My point isn't whether or not those nuances exist. Although, as a quick sidebar, that's also heavily dependent upon the recording itself having been made and mastered perfectly. You get a spot-on perfect reproduction of an imperfect recording and all that extra fidelity adds up to a hill of beans. I'm a metalhead, and there are tons of recordings that INTENTIONALLY overblow, using distortion that clips the signal on purpose, or is lo-fi by design. You can FLAC and DAC a Burzum album all you want, it's not gonna get much "better".

 

The point, though, isn't whether or not they exist, the point is when do they become trivial? At one point does the difference in separation and soundstage become minute enough that unless you're actually A/Bing the equipment you can't differentiate between the two? I'd argue it happens at a lower price point than people think.

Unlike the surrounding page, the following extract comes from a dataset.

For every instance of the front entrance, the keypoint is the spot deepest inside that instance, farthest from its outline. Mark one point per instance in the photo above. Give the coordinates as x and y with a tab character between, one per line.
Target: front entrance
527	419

Now if they want to spend the money, then by all means do so, there's no reason to earn money if we can't enjoy spending it (life is about finding the little things that make each day more enjoyable), but my point is that we all need to recognize exactly what we're doing. I've seen posts where people listened to LCD3's on an expensive amplifier with lossless recordings and were thoroughly underwhelmed, and rather than accepting that just maybe all that extra money on the equipment didn't add a helluva lot to the experience, people attacked the poster for being "wrong" somehow. It's absurd. 

 

And no, the painter creating it isn't the equivalent of the concert. The painter creating it would be the composer WRITING the piece. Paint on canvas is purely analog, it's not a recreation. You cold actually touch the paint and see its three dimensions as they lift away from the canvas where they were laid on extra thick. You're not hearing the music as it's being performed live for you, you're listening to a recreation, thus we're talking about a digital recreation of the painting in some fashion.